I was using the command, "link:collectingmythoughts," and came across Who links to me site and it reported that my Google PageRank was 6. So I looked that up. It doesn’t get its name from “page,” as I thought, but the surname of one of the founders of Google, Larry Page. It‘s been patented and sold to Stanford University for stock worth many millions, but Google gets to use it. I glanced through the formula/algorithms, but I'm math challenged.

“PageRank is an independent measure of Google’s perception of the quality/authority/credibility of an individual web page. It does not depend on any particular search phrase. For the public (you and me), Google conveniently reports this as a number from 0-10 (10 being the best).”

Well, that’s nice, I guess. Six is better than five or four. Given all the webpages out there, it's nice to know I rank that high. Probably nicer if I were selling something. Anyway, if I ever ask you to be a guest blogger, don't mess up my ranking.

My solution for the health care dilemma

I haven't crunched the numbers, but just knowing how the government pads everything and costs go up everywhere when their sticky fingers go into the pie, I think my plan would not only be better, please everyone but would also be cheaper.
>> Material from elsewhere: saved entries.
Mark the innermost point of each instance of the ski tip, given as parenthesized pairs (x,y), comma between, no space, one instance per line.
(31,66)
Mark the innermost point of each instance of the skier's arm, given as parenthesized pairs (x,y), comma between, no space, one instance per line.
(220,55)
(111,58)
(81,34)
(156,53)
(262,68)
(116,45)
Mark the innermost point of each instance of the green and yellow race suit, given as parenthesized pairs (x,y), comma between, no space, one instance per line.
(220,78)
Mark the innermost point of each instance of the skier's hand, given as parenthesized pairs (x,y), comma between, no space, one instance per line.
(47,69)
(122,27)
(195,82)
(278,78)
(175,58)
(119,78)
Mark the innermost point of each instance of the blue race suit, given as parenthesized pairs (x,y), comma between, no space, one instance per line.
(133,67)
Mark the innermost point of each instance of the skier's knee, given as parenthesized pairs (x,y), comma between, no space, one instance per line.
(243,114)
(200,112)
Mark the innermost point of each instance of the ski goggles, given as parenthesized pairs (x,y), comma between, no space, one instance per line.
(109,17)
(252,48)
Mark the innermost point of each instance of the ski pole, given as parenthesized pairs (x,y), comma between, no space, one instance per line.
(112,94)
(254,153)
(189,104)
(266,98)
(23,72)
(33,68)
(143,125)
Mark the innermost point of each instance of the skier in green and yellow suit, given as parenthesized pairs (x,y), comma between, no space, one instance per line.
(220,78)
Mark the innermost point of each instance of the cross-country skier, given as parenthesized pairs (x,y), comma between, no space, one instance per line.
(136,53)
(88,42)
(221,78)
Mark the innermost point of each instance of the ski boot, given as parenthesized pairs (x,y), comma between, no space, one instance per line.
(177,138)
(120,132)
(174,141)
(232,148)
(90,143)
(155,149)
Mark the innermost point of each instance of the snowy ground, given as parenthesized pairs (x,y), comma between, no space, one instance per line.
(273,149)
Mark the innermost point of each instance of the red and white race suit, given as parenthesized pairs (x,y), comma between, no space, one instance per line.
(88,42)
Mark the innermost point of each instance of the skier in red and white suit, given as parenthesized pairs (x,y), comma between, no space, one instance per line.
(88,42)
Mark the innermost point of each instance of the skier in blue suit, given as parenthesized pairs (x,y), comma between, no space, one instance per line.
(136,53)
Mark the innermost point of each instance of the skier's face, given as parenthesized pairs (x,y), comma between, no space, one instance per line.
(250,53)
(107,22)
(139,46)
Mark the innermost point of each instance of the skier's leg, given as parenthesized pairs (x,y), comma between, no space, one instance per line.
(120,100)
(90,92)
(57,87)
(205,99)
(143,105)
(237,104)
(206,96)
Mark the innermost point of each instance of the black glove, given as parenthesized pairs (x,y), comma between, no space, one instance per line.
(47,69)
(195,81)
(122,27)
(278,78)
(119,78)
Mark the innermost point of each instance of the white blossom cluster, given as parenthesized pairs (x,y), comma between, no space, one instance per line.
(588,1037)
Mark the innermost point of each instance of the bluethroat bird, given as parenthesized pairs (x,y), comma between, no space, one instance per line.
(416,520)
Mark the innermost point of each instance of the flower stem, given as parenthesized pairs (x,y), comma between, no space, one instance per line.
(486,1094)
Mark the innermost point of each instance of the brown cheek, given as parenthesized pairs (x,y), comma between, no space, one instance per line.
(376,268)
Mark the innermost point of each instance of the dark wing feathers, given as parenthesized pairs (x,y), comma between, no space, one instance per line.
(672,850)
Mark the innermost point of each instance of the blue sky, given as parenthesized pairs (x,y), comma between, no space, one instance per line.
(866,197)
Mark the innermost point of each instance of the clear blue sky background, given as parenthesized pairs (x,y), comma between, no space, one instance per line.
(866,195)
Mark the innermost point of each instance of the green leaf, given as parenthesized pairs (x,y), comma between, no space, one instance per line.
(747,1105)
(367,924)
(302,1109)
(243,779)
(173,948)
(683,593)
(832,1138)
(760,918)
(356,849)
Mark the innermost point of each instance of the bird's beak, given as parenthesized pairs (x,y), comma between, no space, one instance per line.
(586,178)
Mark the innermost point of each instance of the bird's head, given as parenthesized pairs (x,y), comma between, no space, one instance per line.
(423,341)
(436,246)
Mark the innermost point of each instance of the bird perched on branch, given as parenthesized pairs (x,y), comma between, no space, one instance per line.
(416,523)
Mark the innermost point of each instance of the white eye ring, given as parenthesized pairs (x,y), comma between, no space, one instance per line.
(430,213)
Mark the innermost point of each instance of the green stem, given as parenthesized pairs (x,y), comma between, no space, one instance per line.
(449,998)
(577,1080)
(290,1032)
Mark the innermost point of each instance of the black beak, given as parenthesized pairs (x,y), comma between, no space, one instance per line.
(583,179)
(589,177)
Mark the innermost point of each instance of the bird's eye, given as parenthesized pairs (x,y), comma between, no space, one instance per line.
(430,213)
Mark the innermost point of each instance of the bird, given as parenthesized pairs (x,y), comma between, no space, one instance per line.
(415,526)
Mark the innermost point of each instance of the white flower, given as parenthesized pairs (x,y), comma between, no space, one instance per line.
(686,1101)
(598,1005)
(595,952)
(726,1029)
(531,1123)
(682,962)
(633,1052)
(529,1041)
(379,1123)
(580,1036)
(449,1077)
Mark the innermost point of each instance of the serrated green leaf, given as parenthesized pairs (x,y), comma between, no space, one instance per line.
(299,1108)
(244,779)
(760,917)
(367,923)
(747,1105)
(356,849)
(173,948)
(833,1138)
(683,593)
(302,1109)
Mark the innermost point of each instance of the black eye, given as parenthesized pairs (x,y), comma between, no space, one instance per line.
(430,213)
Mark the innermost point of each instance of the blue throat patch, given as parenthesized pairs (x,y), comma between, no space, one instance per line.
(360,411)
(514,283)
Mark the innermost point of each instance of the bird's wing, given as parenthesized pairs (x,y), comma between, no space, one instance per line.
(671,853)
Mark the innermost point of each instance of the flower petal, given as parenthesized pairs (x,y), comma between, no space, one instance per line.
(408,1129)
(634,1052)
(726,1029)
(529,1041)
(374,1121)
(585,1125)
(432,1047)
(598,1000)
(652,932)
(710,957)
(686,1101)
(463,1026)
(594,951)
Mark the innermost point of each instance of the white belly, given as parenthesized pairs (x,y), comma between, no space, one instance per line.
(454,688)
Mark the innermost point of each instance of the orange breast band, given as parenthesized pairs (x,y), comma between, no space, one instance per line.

First, it would only be for U.S. citizens, native or naturalized.

Second, it would be clear and easy for anyone to understand; changes would have to fit into 10 pages or less.

Third, it would be the best health care found anywhere in the world based on the life expectancy and useful working years of a 40 year old.

Fourth, it would be completely portable and not dependent on an employer or a union.

Fifth, the federal government, not the states, would be responsible for the poor, and no pork would be allowed in determining those benefits, and children would need to be under age 18. The states, however, would have the task to getting the poor into the proper, competitive, market-driven program.

Sixth, Medicare is such a mess, I haven't figured that one out, because my generation has become accustomed to socialized medicine and don't want any claw backs. But then, neither has your esteemed and brilliant Congress. Whatever I come up with couldn't be worse than the current overpriced and easily scammed system.

So what is it?

The current health care system for federal employees.

"The Federal Employees Health Benefits (FEHB) Program can help you and your family meet your health care needs. Federal employees, retirees and their survivors enjoy the widest selection of health plans in the country. You can choose from among Consumer-Driven and High Deductible plans that offer catastrophic risk protection with higher deductibles, health savings/reimbursable accounts and lower premiums, or Fee-for-Service (FFS) plans, and their Preferred Provider Organizations (PPO), or Health Maintenance Organizations (HMO) if you live (or sometimes if you work) within the area serviced by the plan."

Just the choices and options and the number of companies providing the services would bring costs down drastically. If a federal worker moves from HHS to HUD, she doesn't lose her insurance--it's portable. If he's unmarried and has no risky behavior, why shouldn't he take a high deductible and save oodles? If she wants tattoo removal and lasix surgery, she'd be able to buy it with her health savings plan (that's going away under the new take over). If genetic testing shows there's a problem down the road, she'll have plenty of notice.